Effect of Potassium-incorporated Titanium Dioxide in an in vitro Granuloma System for Mycobacterium tuberculosis

Mycobacterium tuberculosis (Mtb) infection is characterized by the development of granulomas. New treatment strategies aimed at latent tuberculosis (TB) infection require a model of granuloma formation that mimics the structures occurring in human TB infection. The use of in vitro models to study Mtb granulomas is also important as they provide new insights into TB biology for the evaluation of novel TB treatment approaches. Several studies have demonstrated an antimicrobial activity of titanium dioxide (TiO₂). Here we investigated the effect of using a nanostructured potassium-incorporated titanium dioxide (KTiO_xs) coated surface in an in vitro granuloma system for Mtb infection. Since nanostructures has a higher surface area to act with more biomolecules, leading to enhance the high-performance to kill microbacteria. We utilized human monocytic cell line (THP-1) cultured on collagen matrix and incubated in the presence of 1,25-dihydroxy-vitamin D3 to induce macrophage differentiation. Cells were then exposed to irradiated Mtb and UV-photoactivated discs coated with inert titanium, TiO₂, and KTiO_xs.
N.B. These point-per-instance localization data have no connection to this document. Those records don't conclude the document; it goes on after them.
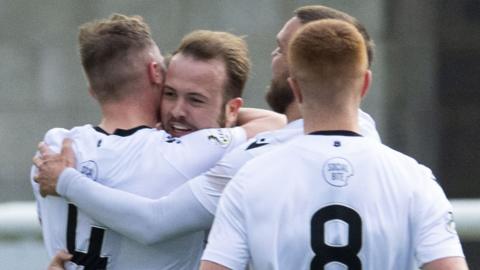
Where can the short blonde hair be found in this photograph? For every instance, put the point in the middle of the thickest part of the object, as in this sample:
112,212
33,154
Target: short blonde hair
330,53
109,49
307,14
229,48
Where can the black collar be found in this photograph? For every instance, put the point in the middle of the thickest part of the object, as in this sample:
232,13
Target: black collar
335,133
121,132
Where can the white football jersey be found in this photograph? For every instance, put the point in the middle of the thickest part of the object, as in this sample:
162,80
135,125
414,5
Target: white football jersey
208,187
330,201
142,161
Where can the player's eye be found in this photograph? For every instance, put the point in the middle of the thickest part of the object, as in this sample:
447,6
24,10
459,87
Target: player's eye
169,93
197,100
277,51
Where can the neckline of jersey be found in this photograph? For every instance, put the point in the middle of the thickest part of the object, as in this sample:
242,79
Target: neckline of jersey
121,132
335,133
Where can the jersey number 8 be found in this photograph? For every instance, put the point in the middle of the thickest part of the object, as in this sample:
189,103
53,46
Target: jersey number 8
346,254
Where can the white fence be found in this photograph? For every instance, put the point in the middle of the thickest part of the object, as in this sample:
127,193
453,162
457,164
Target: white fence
19,219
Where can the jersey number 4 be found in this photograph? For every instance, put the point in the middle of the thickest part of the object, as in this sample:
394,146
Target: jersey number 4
90,260
346,254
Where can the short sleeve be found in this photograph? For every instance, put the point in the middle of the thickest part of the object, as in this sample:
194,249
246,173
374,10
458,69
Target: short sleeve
209,186
433,219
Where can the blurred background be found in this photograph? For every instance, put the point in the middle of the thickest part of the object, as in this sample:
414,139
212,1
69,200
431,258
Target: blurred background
426,71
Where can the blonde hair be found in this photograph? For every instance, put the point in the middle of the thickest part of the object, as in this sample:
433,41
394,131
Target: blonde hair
230,49
110,50
326,56
307,14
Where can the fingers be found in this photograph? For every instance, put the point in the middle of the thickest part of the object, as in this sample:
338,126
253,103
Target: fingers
67,151
37,161
44,149
60,258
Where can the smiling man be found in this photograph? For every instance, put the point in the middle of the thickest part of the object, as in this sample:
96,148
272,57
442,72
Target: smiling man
205,80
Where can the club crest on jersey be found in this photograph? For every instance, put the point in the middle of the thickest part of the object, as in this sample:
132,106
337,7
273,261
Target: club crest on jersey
336,172
220,137
89,169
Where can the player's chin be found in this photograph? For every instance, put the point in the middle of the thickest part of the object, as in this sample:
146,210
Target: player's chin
180,132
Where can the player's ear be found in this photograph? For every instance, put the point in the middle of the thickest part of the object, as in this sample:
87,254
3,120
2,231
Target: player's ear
295,89
231,111
155,72
92,92
367,80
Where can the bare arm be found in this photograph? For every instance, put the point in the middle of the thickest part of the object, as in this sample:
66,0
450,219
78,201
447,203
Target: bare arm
450,263
258,120
208,265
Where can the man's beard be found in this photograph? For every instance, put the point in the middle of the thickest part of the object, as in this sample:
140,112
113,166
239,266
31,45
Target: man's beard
280,95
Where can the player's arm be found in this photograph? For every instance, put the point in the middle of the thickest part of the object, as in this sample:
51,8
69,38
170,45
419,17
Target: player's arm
451,263
153,220
58,261
437,245
255,121
208,265
189,208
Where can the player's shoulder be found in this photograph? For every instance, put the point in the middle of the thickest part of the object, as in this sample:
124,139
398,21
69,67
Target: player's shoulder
221,137
57,134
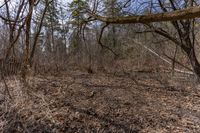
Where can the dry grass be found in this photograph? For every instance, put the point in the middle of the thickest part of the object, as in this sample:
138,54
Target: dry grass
81,102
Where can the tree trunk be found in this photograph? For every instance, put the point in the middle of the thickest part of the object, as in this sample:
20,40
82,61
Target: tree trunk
194,61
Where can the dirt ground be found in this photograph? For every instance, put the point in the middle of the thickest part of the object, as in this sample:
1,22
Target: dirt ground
78,102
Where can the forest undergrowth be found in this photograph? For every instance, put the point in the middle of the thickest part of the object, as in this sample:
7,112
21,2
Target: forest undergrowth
76,101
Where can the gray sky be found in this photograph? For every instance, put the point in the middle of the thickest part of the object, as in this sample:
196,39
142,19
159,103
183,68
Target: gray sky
1,1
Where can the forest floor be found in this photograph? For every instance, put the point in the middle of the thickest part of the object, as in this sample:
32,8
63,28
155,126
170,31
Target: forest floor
80,102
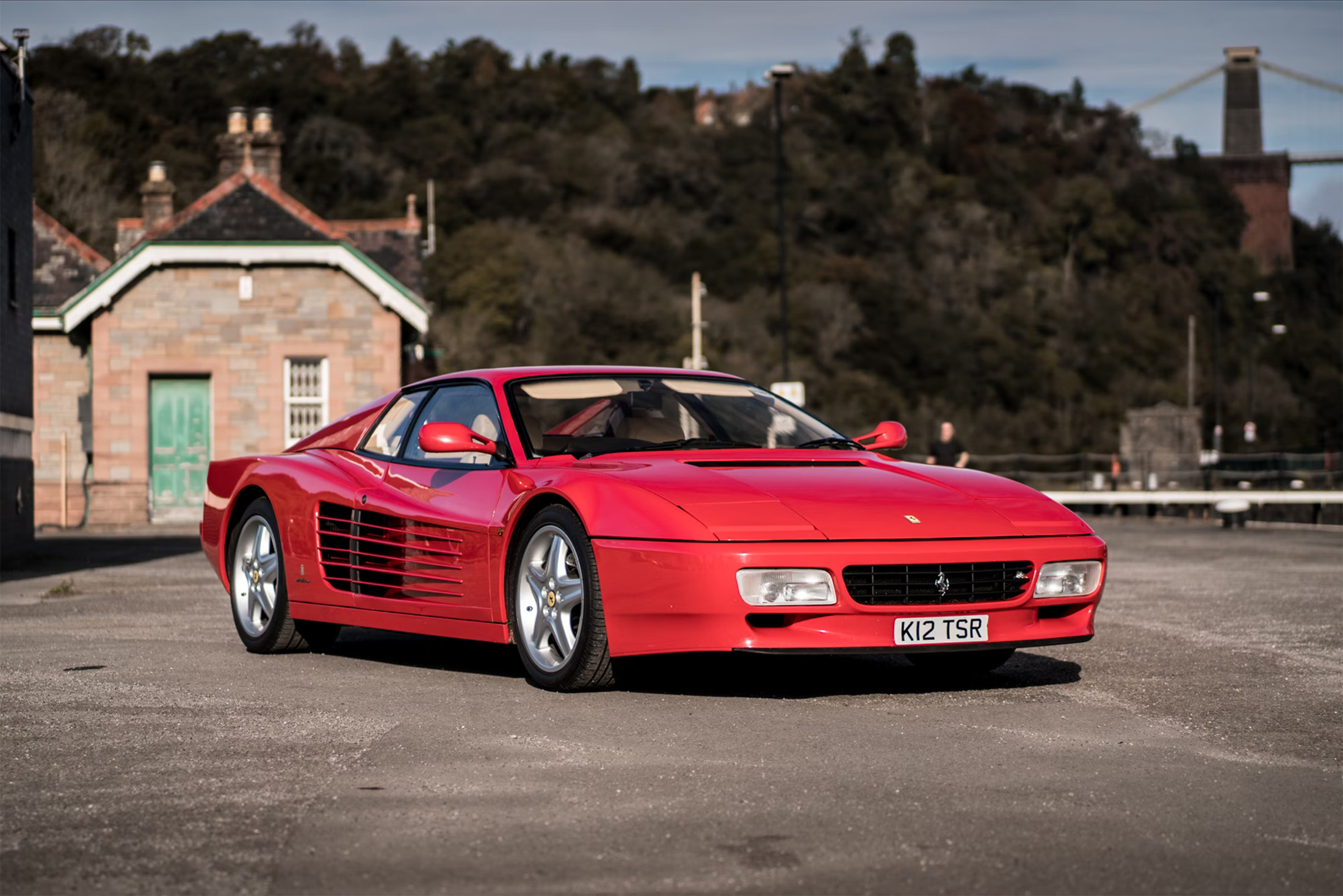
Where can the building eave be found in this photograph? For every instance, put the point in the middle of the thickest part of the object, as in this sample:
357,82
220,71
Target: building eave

The appearance of granuloma formation was recorded overtime. We observed an increase in granuloma length and area over time upon Mtb inoculation that peaked at day 6 post-infection and was maximal on day 7 post-infection for KTiO_xs-treated cells. Our findings show that treatment of human macrophages to KTiO_xs enhances granuloma formation upon Mtb infection in an in vitro granuloma system. This study demonstrates the effect of KTiO_xs in the activation of human macrophages against an intracellular pathogen and may prompt future therapeutic strategies for TB.